"La taxe sur les comptes-titres ne vise pas les plus nantis"

François Parisis (Banque Transatlantique) ©Emy Elleboog

Le Conseil d’Etat reproche au gouvernement de rater sa cible, à savoir les plus nantis. Or, estime le fiscaliste François Parisis (Banque Transatlantique), une taxe sur les comptes-titres vise essentiellement la classe moyenne supérieure.

Comme on pouvait s’y attendre, le Conseil d’Etat a sorti un carton rouge à l’encontre du projet du gouvernement de taxer les comptes-titres. La taxe comporte trop de trous pour que "les citoyens nantis contribuent au budget de l’Etat", reproche notamment le Conseil d'Etat. "S’il s'agit de taxer le citoyen aisé, une simple exclusion des titres nominatifs semble tout sauf évidente", poursuit l’instance qui contrôle la qualité législative des projets de loi.

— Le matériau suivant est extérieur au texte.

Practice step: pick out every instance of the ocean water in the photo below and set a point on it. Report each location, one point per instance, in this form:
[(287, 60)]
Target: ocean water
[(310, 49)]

"En réalité, la taxe sur les comptes-titres n’a d’autre but que de rapporter 254 millions d’euros aux caisses de l’Etat", pas à faire contribuer davantage les plus nantis.
François Parisis

Pour rappel, la taxe sur les comptes-titres, qui fait partie de l'accord d'été du gouvernement Michel, s'applique aux bons de caisse, fonds d’investissement, à toutes les obligations, les warrants et aux actions cotées en Bourse. Mais elle ne s'applique pas aux actions nominatives ni aux titres non cotés.

François Parisis, directeur du département d’ingénierie patrimoniale à la Banque Transatlantique, se dit "surpris et peu satisfait" de l’avis formulé par le Conseil d’Etat. Et ce pour trois raisons.

"Premièrement, on aurait pu s’attendre à ce que le Conseil d’Etat épingle le seuil de 500.000 euros comme problème principal", juge-t-il. L’instauration de ce seuil, au-delà duquel la taxe s’applique, pose en effet un problème d’égalité entre les contribuables : ceux qui ont 499.999 euros seront exemptés de la taxe, alors que ceux qui ont 500.000 euros paieront la taxe dès le premier euro.

 Le fiscaliste estime ensuite que le Conseil d’Etat accorde beaucoup trop d’importance aux objectifs que le gouvernement met en avant pour justifier l’instauration de cette taxe, à savoir faire contribuer davantage les plus nantis aux efforts d’assainissement de nos finances publiques. "Si l’objectif était celui-là, le gouvernement aurait étendu cette taxe à l’immobilier, aux assurances vie et bien sûr aux titres nominatifs. En réalité, la taxe sur les comptes-titres n’a d’autre but que de rapporter 254 millions d’euros aux caisses de l’Etat. Pour avoir quelque chance d’atteindre cet objectif financier, il faut nécessairement que la classe moyenne supérieure paye cette taxe quitte à ce que les plus fortunés en soient dispensés."

 Un troisième motif d’étonnement pour François Parisis, c’est le reproche formulé par le Conseil d’Etat à l’encontre du gouvernement de ne taxer que les personnes physiques. "Le gouvernement a veillé à conserver un certain équilibre entre la fiscalité des particuliers et des sociétés. Les uns seront bientôt taxés sur leurs comptes-titres ; les autres verront d’ici peu taxées leurs plus-values sur actions. Nous rejoignons le Conseil d’Etat sur le fait que les ASBL devraient être assujetties à cette taxe."

Passer outre?

Reste à voir comment le gouvernement pourrait réagir à cette claque administrée par le Conseil d’Etat. "Il peut très bien passer outre, mais avec le risque de s’exposer à des recours devant la Cour Constitutionnelle au sujet du principe d’égalité. Ceci étant, c’est un risque assez limité étant donné que le Conseil d’Etat ne s’est pas prononcé sur la problématique du seuil de 500.000 euros."

Le gouvernement devra également voir comment il va colmater les brèches dans son dispositif. "Avec la taxe sur les comptes titres et la taxation des plus-values sur actions, on pousse les gens à investir dans des sociétés à l’étranger, qu’il s’agisse de fondations ou de personnes morales, pour échapper à la taxe."